Dans cette réflexion, les secteurs industriels qui pourraient émerger sont à titre illustratif l'agro-industrie, l'industrie pharmaceutique, l'industrie des composants électroniques pour les pays qui ont les matières premières comme le cobalt... et bien entendu tout le développement autour des Services.

Tout ceci ne sera possible si le financement de l'économie par le système bancaire,très faible aujourd'hui, est amélioré par un système de partage de risque qui sécurise les banques et les institutions financières dans la part du risque qu'elles assument.
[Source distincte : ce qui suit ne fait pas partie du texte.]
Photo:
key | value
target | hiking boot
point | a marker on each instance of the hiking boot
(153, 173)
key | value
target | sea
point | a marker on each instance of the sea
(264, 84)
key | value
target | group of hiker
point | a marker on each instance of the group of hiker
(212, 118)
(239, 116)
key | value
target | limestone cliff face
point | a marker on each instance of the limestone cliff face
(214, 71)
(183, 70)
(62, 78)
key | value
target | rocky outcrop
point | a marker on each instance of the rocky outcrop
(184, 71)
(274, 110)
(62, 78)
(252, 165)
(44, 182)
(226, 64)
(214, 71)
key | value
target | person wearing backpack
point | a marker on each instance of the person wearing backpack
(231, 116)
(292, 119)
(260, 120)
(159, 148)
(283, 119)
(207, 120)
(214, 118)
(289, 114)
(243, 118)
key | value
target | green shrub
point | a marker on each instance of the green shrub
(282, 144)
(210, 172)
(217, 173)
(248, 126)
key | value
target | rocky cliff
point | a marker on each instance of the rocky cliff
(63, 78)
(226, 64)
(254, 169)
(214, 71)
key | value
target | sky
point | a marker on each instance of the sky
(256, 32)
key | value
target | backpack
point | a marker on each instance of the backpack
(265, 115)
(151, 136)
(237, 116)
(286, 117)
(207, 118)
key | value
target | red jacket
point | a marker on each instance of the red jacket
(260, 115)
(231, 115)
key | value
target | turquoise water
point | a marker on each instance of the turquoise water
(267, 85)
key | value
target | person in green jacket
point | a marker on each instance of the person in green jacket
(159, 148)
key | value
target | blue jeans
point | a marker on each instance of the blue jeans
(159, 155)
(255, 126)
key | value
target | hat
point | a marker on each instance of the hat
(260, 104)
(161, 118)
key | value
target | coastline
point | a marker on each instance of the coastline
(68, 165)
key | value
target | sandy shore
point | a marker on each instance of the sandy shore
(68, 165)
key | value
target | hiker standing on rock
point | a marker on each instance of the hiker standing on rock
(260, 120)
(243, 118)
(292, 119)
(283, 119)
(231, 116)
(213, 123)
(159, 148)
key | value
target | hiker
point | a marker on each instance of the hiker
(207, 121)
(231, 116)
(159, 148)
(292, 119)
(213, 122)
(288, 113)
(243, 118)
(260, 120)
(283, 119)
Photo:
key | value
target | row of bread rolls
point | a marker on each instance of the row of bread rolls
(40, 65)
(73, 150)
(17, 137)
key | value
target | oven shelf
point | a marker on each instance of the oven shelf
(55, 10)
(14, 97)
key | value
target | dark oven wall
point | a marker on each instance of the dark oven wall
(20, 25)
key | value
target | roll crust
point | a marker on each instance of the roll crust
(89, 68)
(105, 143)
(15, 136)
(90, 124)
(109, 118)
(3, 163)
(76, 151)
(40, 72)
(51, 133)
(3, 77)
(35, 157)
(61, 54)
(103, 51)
Le mécanisme de garantie devra être mieux utilisé.

Nul doute que les conséquences de cette crise unique sont encore mal évaluées, mais un simple regard hors continent permet d'éclairer ce à quoi d'autres vont avoir à faire face dans les 18 mois à venir : le PIB israélien se contracte de 7,1% cette année, la dette publique au Liban a dépassé 176% de son PIB, les taux de pauvreté explosent en Asie et les recettes touristiques en Europe se sont littéralement écroulées. Et comme s'il ne suffisait, les pays au ban sont sanctionnés plus encore : l'Iran a vu son trafic aérien diminuer de plus de 81% en 2 mois. Nous aurons bientôt d'autres chiffres, ils seront plus sévères, et alors que l'été s'annonce après ce confinement en puzzle, n'oublions pas et l'automne, et l'hiver ! Il est donc urgent d'imaginer dès maintenant le monde d'après !

(*) Wilfrid Lauriano Do Rego est président du Conseil de surveillance de KPMG France et coordonateur du Conseil présidentiel pour l'Afrique.

(**) Patrice Fonlladosa est président du think tank (Re)sources et président Afrique du CEPS.